Cara Menanam dan Merawat Cabai Pelangi

Cara Menanam dan Merawat Cabai Pelangi

Proses penanaman cabai pelangi ini tidak membutuhkan lahan yang terlalu sulit. Cukup menggunakan media tanah yang digemburkan. Pastikan media tanah yang digunakan mengandung unsur hara yang cukup bagi keperluan tanaman cabai pelangi. Campuran bahan yang dapat digunakan sebagai media tanam antara lain tanah, pupuk kandang atau kompos, arang sekam, pasir, dan pakis kering, masing-masing dengan komposisi yang sama, yaitu 1:1:1:1:1. Campurkan bahan-bahan tersebut secara merata dan masukkan ke dalam pot sebagai tempat media tanam. Dan pastikan bahwa pot yang digunakan memiliki sistem drainase yang baik.

Pembenihan Cabai Pelangi

Cabai hias ini pun dibudidayakan dengan cara yang hampir sama dengan cabai pada umumnya, yaitu menggunakan biji. Benih yang digunakan adalah benih yang benar-benar tua dan dikeringkan di bawah matahari. Sebelum ditebar, benih yang akan disemai ini direndam terlebih dahulu dalam air hangat. Setelah ditebar, lakukan penyiraman secara teratur setiap hari. Dalam waktu hari, tunas kecambah akan mulai tumbuh.

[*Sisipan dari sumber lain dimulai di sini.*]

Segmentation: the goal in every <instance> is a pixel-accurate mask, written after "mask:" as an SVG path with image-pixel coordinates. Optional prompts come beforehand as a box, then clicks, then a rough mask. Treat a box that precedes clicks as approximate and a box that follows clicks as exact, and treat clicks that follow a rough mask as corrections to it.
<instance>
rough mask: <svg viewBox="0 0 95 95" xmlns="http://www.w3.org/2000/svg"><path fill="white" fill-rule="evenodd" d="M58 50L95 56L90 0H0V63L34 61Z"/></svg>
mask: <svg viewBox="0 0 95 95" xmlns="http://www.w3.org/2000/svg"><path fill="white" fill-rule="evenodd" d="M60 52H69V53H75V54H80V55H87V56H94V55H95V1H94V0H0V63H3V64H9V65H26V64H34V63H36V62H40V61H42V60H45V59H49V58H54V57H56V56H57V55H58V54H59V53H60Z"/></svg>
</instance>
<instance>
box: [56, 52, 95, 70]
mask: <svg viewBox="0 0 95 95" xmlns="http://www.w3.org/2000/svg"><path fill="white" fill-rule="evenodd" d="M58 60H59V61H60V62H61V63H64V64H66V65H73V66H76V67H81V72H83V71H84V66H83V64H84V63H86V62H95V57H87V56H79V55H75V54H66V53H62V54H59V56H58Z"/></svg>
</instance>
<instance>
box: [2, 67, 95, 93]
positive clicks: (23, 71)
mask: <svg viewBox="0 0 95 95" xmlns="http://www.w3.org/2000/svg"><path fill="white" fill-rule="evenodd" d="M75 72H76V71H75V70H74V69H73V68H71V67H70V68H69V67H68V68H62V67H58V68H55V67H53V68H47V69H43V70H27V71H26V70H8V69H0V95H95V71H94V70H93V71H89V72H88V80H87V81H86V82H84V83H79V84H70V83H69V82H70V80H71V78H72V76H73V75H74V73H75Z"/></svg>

Penanaman dan Perawatan Cabai Pelangi

Penanaman dilakukan setelah tinggi bibit cabai mencapai 10 cm. Penanaman dilakukan dengan mencabut bibit dari lahan semai dan dipindahkan ke dalam pot atau pekarangan rumah, tergantung lahan mana yang akan digunakan. Saat mencabut bibit dari lahan semai, hal ini harus dilakukan dengan sangat hati-hati agar akar bibit tidak rusak dan busuk. Letakkan tanaman di area yang teduh, namun tetap terkena sinar matahari yang cukup. Cabai pelangi ini akan mulai berbuah saat sudah berusia sekitar 3 bulan sejak masa tanam.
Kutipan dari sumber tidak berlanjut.